We went out to the store, and we found a gym that Craig had researched so we joined it. Finally, we are able to get some exercise which we both need. Now I just have to find someone to do hair and nails.

I had to go downstairs to the wash room to do some laundry. Oh, how pampered we are in this world. To think I have to spent $3 just to wash and dry our clothes is ridiculous. The washer hardly gets started when it is finished. The dryer does well though. It is a great blessing for us to have a washer and dryer in our home at Layton.

There are two young sister missionaries in our apartment complex. They came over while I was washing the clothes. Their names are Newton and King, and they are really nice. One of them will be going home at the end of the month. She is ready, but it is obvious that they are working hard.  The other one hasn’t been out very long. They appeared to work together well.

Sunday was so surpisingly wonderful. I say that because I was expecting almost no one to be there from the way the Elders had spoken about it. I’d say we had 35-40 people. It is very multicultural. One sister bore her testimony in Spanish and another translated for her. Two young black boys gave the sweetest, most humble testimonies.  It was a touching meeting. There is a lot of poverty among the people, but you could see there is a lot of love there. Several of the white brothers and sisters are either on assignment there to keep the Branch going or have chosen to attend there to provide support.

The building itself was one of the few that the Church built during the Depression. The earlier Saints here were German, and they built it. It had fireplaces. They are bricked over now, but we can see one was in the RS room and one is in the Branch President’s office.  I guess the building has been reviewed by Church publications at least twice. It is located in a black neighborhood. The Church actually sold the building about 1960s or 70s to a group of Baptists. The membership had dwindled from the original German group. The Church then bought the building back when a lot of the blacks joined from the area. They spent time to remove many of the crosses that had been added by the Baptists. There are steam heaters in every room. I’m not sure if they are actually used anymore, but their presence lends a touch of age to the building.

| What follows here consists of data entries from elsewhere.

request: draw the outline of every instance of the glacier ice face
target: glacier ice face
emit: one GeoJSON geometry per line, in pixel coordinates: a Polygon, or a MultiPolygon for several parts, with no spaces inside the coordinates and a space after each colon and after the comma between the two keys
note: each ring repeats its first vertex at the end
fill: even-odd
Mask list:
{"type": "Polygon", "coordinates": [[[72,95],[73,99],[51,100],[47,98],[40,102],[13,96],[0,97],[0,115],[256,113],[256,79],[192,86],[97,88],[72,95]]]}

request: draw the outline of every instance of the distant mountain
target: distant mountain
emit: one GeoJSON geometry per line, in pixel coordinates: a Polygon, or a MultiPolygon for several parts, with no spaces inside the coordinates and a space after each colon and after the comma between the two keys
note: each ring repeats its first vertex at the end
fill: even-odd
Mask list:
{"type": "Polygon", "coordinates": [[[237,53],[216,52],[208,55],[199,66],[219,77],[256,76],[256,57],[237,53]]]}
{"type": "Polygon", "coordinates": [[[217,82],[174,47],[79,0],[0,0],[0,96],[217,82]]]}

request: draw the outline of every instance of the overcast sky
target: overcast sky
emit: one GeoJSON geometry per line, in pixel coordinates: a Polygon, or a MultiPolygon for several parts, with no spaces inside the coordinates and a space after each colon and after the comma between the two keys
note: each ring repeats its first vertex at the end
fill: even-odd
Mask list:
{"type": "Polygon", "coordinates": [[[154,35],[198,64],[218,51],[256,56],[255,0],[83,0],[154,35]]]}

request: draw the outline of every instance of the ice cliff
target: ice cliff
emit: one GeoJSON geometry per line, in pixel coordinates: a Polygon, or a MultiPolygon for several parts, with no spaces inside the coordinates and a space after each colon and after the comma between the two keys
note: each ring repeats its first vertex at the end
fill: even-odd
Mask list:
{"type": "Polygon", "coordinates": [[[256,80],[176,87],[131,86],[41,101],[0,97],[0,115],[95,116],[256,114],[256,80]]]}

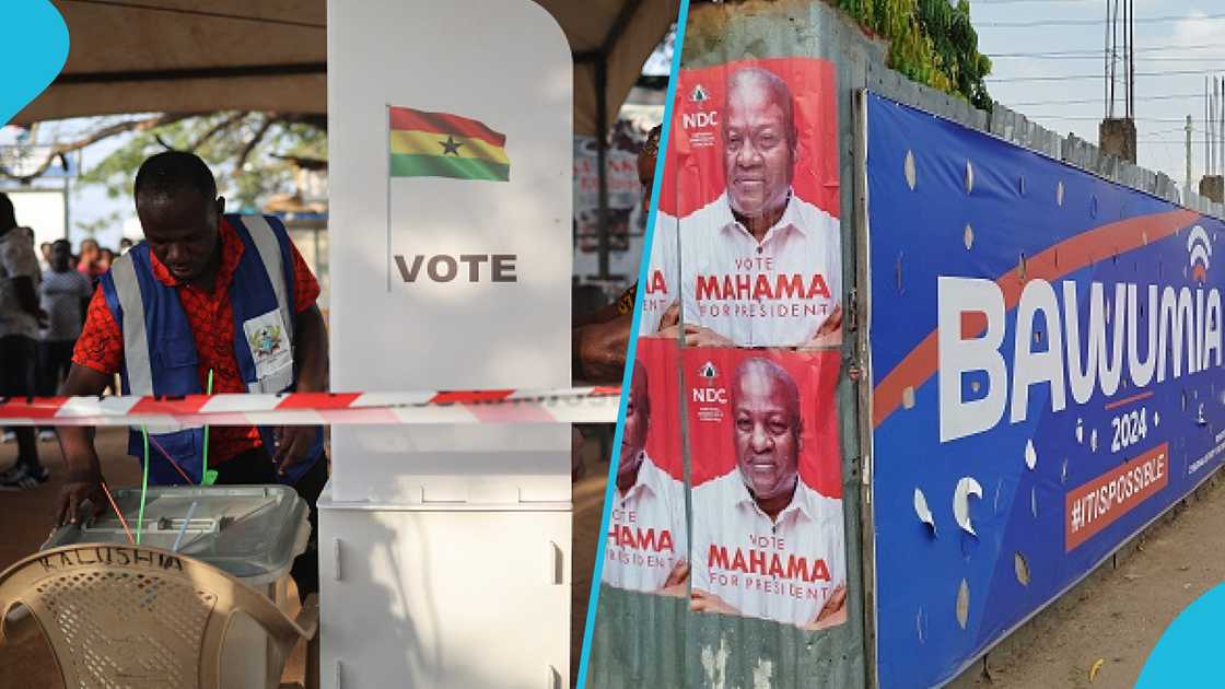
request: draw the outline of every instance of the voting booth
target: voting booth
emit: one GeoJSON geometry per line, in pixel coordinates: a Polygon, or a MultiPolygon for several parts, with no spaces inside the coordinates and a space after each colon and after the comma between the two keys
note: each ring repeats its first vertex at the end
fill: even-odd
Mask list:
{"type": "MultiPolygon", "coordinates": [[[[330,0],[331,383],[568,387],[572,61],[530,0],[330,0]]],[[[560,688],[565,424],[337,425],[323,687],[560,688]]]]}

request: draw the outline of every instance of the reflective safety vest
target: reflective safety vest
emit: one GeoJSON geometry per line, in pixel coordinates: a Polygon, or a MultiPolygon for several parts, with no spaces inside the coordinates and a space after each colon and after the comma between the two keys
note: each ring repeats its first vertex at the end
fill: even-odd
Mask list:
{"type": "MultiPolygon", "coordinates": [[[[289,234],[272,216],[227,215],[225,221],[243,242],[243,257],[229,286],[234,310],[234,357],[252,394],[294,390],[294,265],[289,234]]],[[[179,292],[154,275],[149,245],[141,242],[115,259],[102,276],[107,306],[124,336],[120,373],[124,395],[198,395],[198,353],[179,292]]],[[[146,427],[149,433],[149,482],[157,485],[185,483],[167,455],[194,483],[200,482],[203,427],[146,427]]],[[[260,427],[268,455],[276,447],[271,427],[260,427]]],[[[295,483],[318,460],[322,429],[316,432],[310,459],[290,468],[282,482],[295,483]]],[[[140,427],[129,432],[127,452],[145,454],[140,427]]],[[[209,462],[212,463],[212,462],[209,462]]]]}

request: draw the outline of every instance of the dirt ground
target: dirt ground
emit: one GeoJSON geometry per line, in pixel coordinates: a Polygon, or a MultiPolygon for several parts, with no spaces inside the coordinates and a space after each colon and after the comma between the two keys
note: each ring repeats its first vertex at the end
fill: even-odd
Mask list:
{"type": "MultiPolygon", "coordinates": [[[[110,457],[103,470],[113,485],[138,481],[137,465],[124,455],[123,430],[99,433],[100,455],[110,457]]],[[[50,511],[64,470],[58,445],[42,443],[51,482],[28,492],[0,493],[0,569],[34,552],[50,531],[50,511]]],[[[608,462],[598,441],[583,449],[586,477],[575,483],[571,674],[578,653],[590,591],[590,569],[599,541],[608,462]]],[[[16,459],[16,445],[0,445],[0,468],[16,459]]],[[[1089,581],[1074,588],[1012,639],[991,651],[984,662],[953,683],[956,689],[1114,689],[1131,687],[1161,631],[1192,601],[1225,580],[1225,479],[1202,488],[1174,516],[1125,548],[1117,566],[1107,563],[1089,581]],[[1089,669],[1102,660],[1093,683],[1089,669]]],[[[56,688],[50,655],[39,639],[16,635],[0,644],[0,689],[56,688]]],[[[301,678],[301,653],[287,666],[284,680],[301,678]]]]}
{"type": "Polygon", "coordinates": [[[1136,547],[1125,547],[1117,565],[1107,561],[952,687],[1132,687],[1174,618],[1225,580],[1223,484],[1218,477],[1202,487],[1136,547]],[[1104,662],[1090,683],[1089,671],[1098,660],[1104,662]]]}
{"type": "MultiPolygon", "coordinates": [[[[138,465],[126,456],[125,429],[103,429],[98,433],[98,454],[103,457],[103,473],[111,487],[140,483],[138,465]]],[[[51,510],[64,481],[64,465],[56,443],[39,443],[43,462],[51,471],[51,481],[36,490],[0,492],[0,570],[38,549],[51,528],[51,510]]],[[[583,447],[587,467],[586,477],[575,484],[573,574],[571,623],[572,662],[571,680],[577,676],[578,653],[587,618],[587,597],[590,592],[590,570],[600,531],[604,509],[604,485],[608,461],[601,455],[600,444],[593,439],[583,447]]],[[[7,468],[17,457],[15,443],[0,445],[0,470],[7,468]]],[[[290,586],[293,584],[290,582],[290,586]]],[[[54,660],[45,641],[32,629],[9,630],[10,636],[0,642],[0,689],[59,689],[62,683],[55,671],[54,660]],[[11,672],[12,668],[22,672],[11,672]]],[[[295,650],[285,664],[283,682],[301,682],[303,646],[295,650]]]]}

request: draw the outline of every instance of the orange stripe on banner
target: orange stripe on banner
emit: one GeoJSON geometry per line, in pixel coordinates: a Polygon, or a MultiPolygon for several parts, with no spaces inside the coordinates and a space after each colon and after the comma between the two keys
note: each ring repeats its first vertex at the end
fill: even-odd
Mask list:
{"type": "Polygon", "coordinates": [[[1132,402],[1139,402],[1140,400],[1148,400],[1153,395],[1154,395],[1154,392],[1152,390],[1149,390],[1147,392],[1140,392],[1139,395],[1132,395],[1131,397],[1123,397],[1122,400],[1115,400],[1114,402],[1106,405],[1106,411],[1109,412],[1110,409],[1116,409],[1118,407],[1126,407],[1127,405],[1131,405],[1132,402]]]}
{"type": "Polygon", "coordinates": [[[278,409],[345,409],[360,392],[295,392],[277,405],[278,409]]]}
{"type": "MultiPolygon", "coordinates": [[[[1058,280],[1101,259],[1117,256],[1152,242],[1165,239],[1197,218],[1199,218],[1199,213],[1183,208],[1140,216],[1104,224],[1047,246],[1041,253],[1025,259],[1024,277],[1018,275],[1017,268],[1012,268],[996,278],[996,286],[1003,293],[1005,309],[1012,310],[1017,306],[1017,303],[1020,302],[1020,292],[1030,280],[1047,282],[1058,280]]],[[[986,327],[985,322],[982,327],[986,327]]],[[[979,330],[974,336],[981,332],[982,330],[979,330]]],[[[902,406],[902,396],[908,387],[918,390],[931,376],[936,375],[940,369],[938,343],[938,332],[933,330],[872,390],[873,428],[884,423],[884,419],[902,406]]]]}

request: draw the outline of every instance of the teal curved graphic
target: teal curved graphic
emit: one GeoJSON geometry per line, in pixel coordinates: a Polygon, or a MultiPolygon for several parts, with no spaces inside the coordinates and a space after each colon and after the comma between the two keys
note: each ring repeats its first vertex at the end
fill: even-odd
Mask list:
{"type": "Polygon", "coordinates": [[[1220,687],[1221,630],[1225,629],[1225,584],[1196,598],[1174,618],[1153,652],[1136,689],[1220,687]]]}
{"type": "Polygon", "coordinates": [[[5,6],[5,59],[0,61],[0,123],[7,124],[38,97],[69,58],[69,27],[50,0],[5,6]]]}

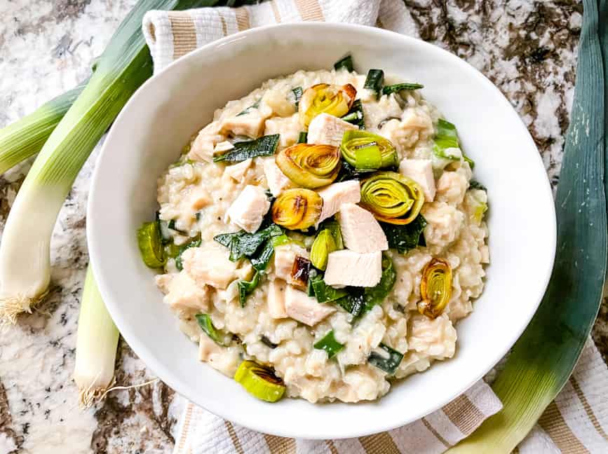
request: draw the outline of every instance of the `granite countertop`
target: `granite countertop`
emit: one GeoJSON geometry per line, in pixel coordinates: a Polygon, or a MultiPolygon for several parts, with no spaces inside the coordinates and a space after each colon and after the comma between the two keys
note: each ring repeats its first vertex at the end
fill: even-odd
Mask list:
{"type": "MultiPolygon", "coordinates": [[[[135,0],[0,2],[0,126],[74,87],[135,0]]],[[[405,0],[424,40],[487,76],[520,114],[551,184],[559,177],[575,76],[582,6],[576,0],[405,0]]],[[[111,394],[80,411],[72,381],[88,262],[85,207],[97,152],[79,176],[53,238],[46,301],[0,335],[0,454],[170,453],[184,400],[160,382],[111,394]]],[[[31,163],[0,177],[0,229],[31,163]]],[[[593,336],[608,355],[608,306],[593,336]]],[[[117,383],[154,378],[124,342],[117,383]]]]}

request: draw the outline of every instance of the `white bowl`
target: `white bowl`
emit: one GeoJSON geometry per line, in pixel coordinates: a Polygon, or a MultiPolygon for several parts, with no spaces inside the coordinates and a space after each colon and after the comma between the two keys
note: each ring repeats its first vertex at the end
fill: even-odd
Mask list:
{"type": "Polygon", "coordinates": [[[329,439],[392,429],[439,408],[486,373],[527,325],[544,293],[555,247],[553,201],[539,152],[508,102],[459,58],[421,41],[360,26],[301,23],[239,33],[182,58],[146,82],[123,109],[97,163],[88,247],[100,290],[124,338],[163,381],[238,425],[283,436],[329,439]],[[330,68],[350,52],[359,72],[382,68],[421,82],[458,127],[488,189],[485,290],[458,324],[455,357],[393,385],[375,402],[266,404],[201,363],[196,345],[163,303],[135,231],[156,209],[156,179],[214,109],[263,81],[330,68]]]}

There are very few children in the Branch.  Those that are there aren’t afraid to make themselves known.  We met with the Branch President who struck us as pessimistic about the possible future success of the Branch growing. He, himself, has been serving in the Branch for 6 years although he doesn’t live within the Branch’s boundaries. He is a nice man.  We didn’t meet his wife.

There are several things happening that we will be involved in this month. I will be donating some items to a group that will be making bags for the homeless.  There is a funeral this Thursday for a member’s mother. I didn’t hear that the mother had been a member. We will go to the viewing on Thursday morning, and we will help set up and serve the food after the family returns from the graveyard.

We have Stake Temple day at the end of the month. Maybe we will have a chance to go to the Chicago Temple, which is our home temple.

Today, Monday, we got our first referral. It is a brother of a member who has expressed interest in learning more.  We went to lunch at the Mission Office and celebrated Cinco de Mayo.

We will be working with the genealogy programs. If any of you have a family search membership, you can apply to get your free Ancestry.com membership. You cannot do it unless you have been sent an email to do so. They are doing it I guess by regions. If you don’t have a Family Search account, you need to get one. Gracious, how do you think you are going to help us get our work done?

Our apartment is small, but we like it. The people are really friendly, and we like that. Our calendar is beginning to look less like a blank sheet (hahaha).  We finally got all the furniture together so we can now spend more time on getting out and meeting people. We are beginning to feel more at ease here and that’s a good thing. I even wash the dishes after every meal. It helps keep me feeling like we are accomplishing something.

Next  Saturday, we are going with the Hmong Missionaries to visit with the Hmong. The Elders will be introducing us to some they teach, and we will be eating there. We have been told that they like their food hot, hot.

Love to all. I am too tired to write more now.